Le demandeur estime ensuite que comme le placement en rétention devrait être considéré comme ultime remède, portant atteinte à la liberté de mouvement, et qu’il ne constituerait qu’une simple faculté pour le ministre qui ne serait pas discrétionnaire, mais devrait être motivée à suffisance, ce qui ne serait pas le cas en l’espèce. Tout en admettant que l’article 5 de la Convention de sauvegarde des Droits de l’Homme et des libertés fondamentales, ci-après dénommée « la CEDH », prévoirait expressément la possibilité du placement en rétention d’un étranger en situation irrégulière, le demandeur insiste sur le fait que cette mesure, équivalant à une détention, devrait rester exceptionnelle. Ce serait dès lors à tort que le ministre l’aurait placé en rétention sans avoir eu recours aux mesures moins coercitives de l’article 125, paragraphe (1) de la loi du 29 août 2008, notamment un placement à la structure d’hébergement d’urgence au Kirchberg, ci-après désignée par « la SHUK », une telle entrave à la liberté d’aller et de venir reconnue à tout individu ne devant être envisagée que si aucune autre possibilité n’aurait pu être envisagée.

En deuxième lieu, le demandeur soutient que le placement en rétention ne serait permis que si une mesure d’éloignement serait en cours, menée avec diligence et surtout qui aurait des probabilités d’aboutir. Dans ce contexte, le demandeur estime qu’il devrait se trouver dans une procédure de transfert et non pas d’éloignement, alors qu’il aurait déposé plusieurs demandes de protection internationale, notamment aux Pays-Bas, en Allemagne, ainsi qu’au Danemark.

Il fait valoir que les autorités luxembourgeoises n’aurait pas appliqué le Règlement (UE) n° 604/2013 du Parlement européen et du Conseil du 26 juin 2013 établissant les critères et mécanismes de détermination de l’État membre responsable de l’examen d’une demande de protection internationale introduite dans l’un des États membres par un ressortissant de pays tiers ou un apatride, désigné ci-après par le « règlement Dublin III », afin de procéder à l’examen de l’Etat membre responsable de l’examen de sa demande de protection internationale en vue d’adresser une demande de reprise en charge à ces pays européens, de sorte que la procédure actuellement engagée ne serait pas menée avec toutes les diligencesrequises et que sa libération immédiate serait à ordonner, les autorités ministérielles n’ayant adressé de courriers qu’au Consulat du Maroc en Belgique.

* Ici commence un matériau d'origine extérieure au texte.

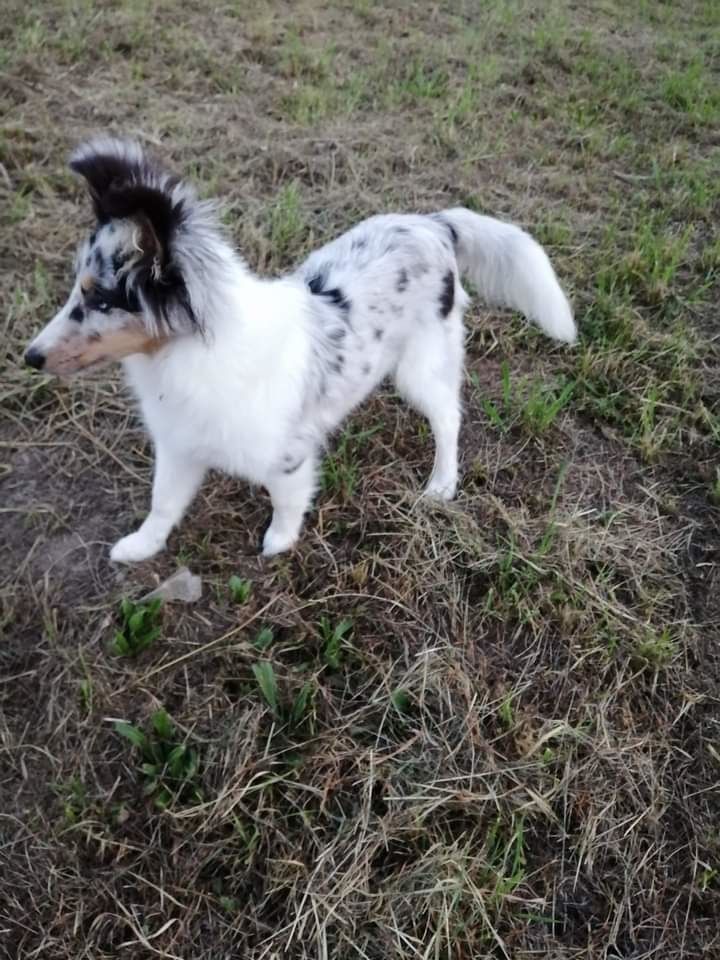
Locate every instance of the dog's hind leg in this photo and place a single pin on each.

Le délégué du gouvernement, quant à lui, conclut au rejet du recours pour n’être fondé en aucun de ses moyens.

Aux termes de l’article 120, paragraphe (1) de la loi du 29 août 2008: « Afin de préparer l’exécution d’une mesure d’éloignement en application des articles 111, 116 à 118 (…), l’étranger peut, sur décision du ministre, être placé en rétention dans une structure fermée, à moins que d’autres mesures moins coercitives telles que prévues à l’article 125, paragraphe (1), ne puissent être efficacement appliquées. Une décision de placement en rétention est prise contre l’étranger en particulier s’il existe un risque de fuite ou si la personne concernée évite ou empêche la préparation du retour ou de la procédure d’éloignement. Le mineur non accompagné peut être placé en rétention dans un lieu approprié adapté aux besoins de son âge. Il est tenu compte de l’intérêt supérieur de l’enfant. » En vertu de l’article 120, paragraphe (3) de la même loi : « La durée de la rétention est fixée à un mois. La rétention ne peut être maintenue qu’aussi longtemps que le dispositif d’éloignement est en cours et exécuté avec toute la diligence requise. Elle peut être reconduite par le ministre à trois reprises, chaque fois pour la durée d’un mois si les conditions énoncées au paragraphe (1) qui précède sont réunies et qu’il est nécessaire de garantir que l’éloignement puisse être mené à bien.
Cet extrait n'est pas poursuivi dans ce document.